The dust that erases and the dust that turns Bukavu into some post-apocalyptic dream that only rain or peace or care will wake. Mama C says she prefers the mud. Mud she says is fresh, alive, wet and everything is green then.
I arrive at City of Joy and the children greet me outside the gates. They are decked in pink crown hats made of cardboard and staples. They are wearing matching blue and pink pagnes with swirly designs and they are jumping and hugging and spinning. The carnival begins, this medicinal festival of healing and care that is the City of Joy.
This place where trauma is so thick and widespread it is a kind of contagion. This place where love is so available and electric, it is an ample cure.

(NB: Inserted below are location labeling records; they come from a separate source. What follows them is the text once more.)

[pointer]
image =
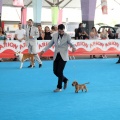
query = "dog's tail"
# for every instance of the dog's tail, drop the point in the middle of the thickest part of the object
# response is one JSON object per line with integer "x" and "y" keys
{"x": 86, "y": 83}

Here our rising girls, 89 of them dance and sing, their faces marked with scars and sorrow and anger and joy and newly donated makeup. 89 girls from all over the Congo chosen because of their past and pain, chosen for their hunger for a future, not just for themselves, but the others. City of Joy, where despite the dry season the pink roses are 5 feet tall and the bougainvillea is now thick over the archways.
City of Joy where bunnies can’t stop making bunnies and cats have moved in to keep out the mice, where the storage room is full of sneakers and medicine and crayons and flashlights and towels. City of Joy, where 89 girls arrive – some explosive, some mute, some unable to lift their heads, some ready to die. And in just 3 months, they dance with a thunderous joy, defying everything that has been done to them and everything they have been made to believe they are.
City of Joy, where our Cherie Mamas (social workers) know every name, every story, every illness and every dream. Where Mama Bachu builds their political vision and knowledge of their rights and resistance and our new nurse, Marcelline, rocks some to sleep.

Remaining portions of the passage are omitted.